There were some semesters in which taking two courses made sense and some that did not. Spend time discussing these issues with your academic advisors. They understand what you are experiencing. And, USE Grammarly, an AI-powered online tool that detects grammar, spelling, punctuation, word choice, and style mistakes in your writing. It will help you to turn good papers into great papers. Another bit of advice is to use reference material other than what the professors supply in the course curriculum. One of my favorite approaches was to try and find an article that countered the viewpoint of the reference material we had each week. It did not always change my perspective, but it made me think.

Looking back at what you thought about an online program when you first embarked, what was your overall impression now? Did it meet your expectations, via DQ boards, EOP videos, Jack calls, Faculty, etc.?

Previously, I took an online course for Lean Six-Sigma. However, I was not impressed with the curriculum nor the approach. It was too easy, and access to professors was limited. When I considered doing an online MBA program, I was reluctant. However, the JWMI program proved to be much different.

The most valuable aspect of the JWMI program is the connectivity to the professors and their willingness to interact personally on some issues.

In addition to that, the curriculum was top-notch. The EOP’s were contemporary and relevant. I found the experience of writing the DQs and weekly learning journals to be extremely valuable. And, I learned so much from the exchange of ideas and experiences through the online platform with my classmates.

Please share any advice for new students embarking on the MBA journey.

I envy and applaud those who decide to devote the time and energy in accomplishing this critical milestone early in your careers. My only regret is not doing this sooner. At the end of this journey, you will have a marvelous tool belt to reach into for an array of leadership and management situations.

There were so many useful books that I read during this program. My advice is to devour them. I would suggest new students try to obtain these books in their first semester and start reading them right away.
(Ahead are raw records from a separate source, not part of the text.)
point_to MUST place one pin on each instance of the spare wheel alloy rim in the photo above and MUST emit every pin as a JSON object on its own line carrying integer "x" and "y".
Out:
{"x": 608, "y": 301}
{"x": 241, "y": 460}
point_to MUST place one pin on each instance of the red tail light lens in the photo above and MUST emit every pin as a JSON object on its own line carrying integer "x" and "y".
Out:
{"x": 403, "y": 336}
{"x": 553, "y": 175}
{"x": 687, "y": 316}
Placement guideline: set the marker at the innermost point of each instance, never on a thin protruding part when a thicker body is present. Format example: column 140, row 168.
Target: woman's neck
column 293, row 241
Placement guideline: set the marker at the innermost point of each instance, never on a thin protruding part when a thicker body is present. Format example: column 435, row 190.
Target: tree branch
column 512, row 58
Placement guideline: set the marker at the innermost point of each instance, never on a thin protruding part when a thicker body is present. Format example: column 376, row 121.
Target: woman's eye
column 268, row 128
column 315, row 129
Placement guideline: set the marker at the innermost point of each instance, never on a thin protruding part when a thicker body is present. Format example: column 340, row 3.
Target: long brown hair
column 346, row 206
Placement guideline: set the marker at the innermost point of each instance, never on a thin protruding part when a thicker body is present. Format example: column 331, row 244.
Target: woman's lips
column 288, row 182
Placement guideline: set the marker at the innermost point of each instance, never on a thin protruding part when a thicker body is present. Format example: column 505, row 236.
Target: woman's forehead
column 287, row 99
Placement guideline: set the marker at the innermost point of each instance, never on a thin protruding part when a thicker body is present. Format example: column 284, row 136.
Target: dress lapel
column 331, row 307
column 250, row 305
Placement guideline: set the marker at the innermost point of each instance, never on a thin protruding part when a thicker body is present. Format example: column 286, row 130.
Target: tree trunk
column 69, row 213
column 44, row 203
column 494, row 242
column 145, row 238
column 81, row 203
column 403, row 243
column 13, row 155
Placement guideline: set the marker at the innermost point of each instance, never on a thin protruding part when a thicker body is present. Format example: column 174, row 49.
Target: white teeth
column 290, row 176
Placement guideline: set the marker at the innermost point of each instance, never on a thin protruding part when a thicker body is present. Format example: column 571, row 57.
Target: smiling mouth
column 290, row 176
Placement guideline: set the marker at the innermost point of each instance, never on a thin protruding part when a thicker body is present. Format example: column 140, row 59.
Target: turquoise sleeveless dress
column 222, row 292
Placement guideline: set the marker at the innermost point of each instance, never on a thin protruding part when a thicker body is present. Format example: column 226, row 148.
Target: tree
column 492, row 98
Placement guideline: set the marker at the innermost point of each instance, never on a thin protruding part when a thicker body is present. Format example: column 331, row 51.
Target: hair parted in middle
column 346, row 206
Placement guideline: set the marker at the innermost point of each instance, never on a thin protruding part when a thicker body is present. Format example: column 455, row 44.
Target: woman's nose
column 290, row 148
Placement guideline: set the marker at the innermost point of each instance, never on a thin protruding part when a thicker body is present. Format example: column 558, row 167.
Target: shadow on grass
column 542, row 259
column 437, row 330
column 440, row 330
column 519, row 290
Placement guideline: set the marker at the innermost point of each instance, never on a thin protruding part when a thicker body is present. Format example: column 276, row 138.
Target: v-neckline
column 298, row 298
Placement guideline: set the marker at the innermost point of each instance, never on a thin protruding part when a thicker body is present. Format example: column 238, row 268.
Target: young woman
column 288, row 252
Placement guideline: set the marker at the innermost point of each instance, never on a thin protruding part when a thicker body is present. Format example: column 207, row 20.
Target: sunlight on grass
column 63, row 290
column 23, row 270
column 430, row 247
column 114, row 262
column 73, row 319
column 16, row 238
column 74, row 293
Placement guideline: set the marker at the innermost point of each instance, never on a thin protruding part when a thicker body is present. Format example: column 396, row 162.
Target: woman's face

I intend to keep these books close at hand for reference; here’s my suggested reading list:

  • Winning by Jack Welch
  • Leading Change by John P. Kotter
  • Operations Management by Heizer, Render, and Munson
  • Strategic Management by Rothaermel should be required reading for every manager in every company

What did it mean to be able to walk at graduation finally? Can you share more about your feelings that day?

JWMI holds one large graduation per year in Washington, DC. But I selected instead to walk at the Strayer University graduation ceremony in my hometown of Charlotte, North Carolina. I had the honor of carrying the banner for my MBA class. I completed my undergraduate degree at a military academy at which we wore dress uniforms. Wearing a cap and gown for this one was a unique experience. I was able to wear a veteran’s cord, the JWMI cord, and the Honors Ribbon. Even at my age, it was tough to avoid feeling proud of the two years I spent getting the degree. Terry, my wife of 45 years, was in the audience, she is a breast cancer survivor. And she never ceased supporting my MBA efforts even during difficult treatments and hospital stays. She’s the real hero. Life is tough, but she insisted I not lose momentum.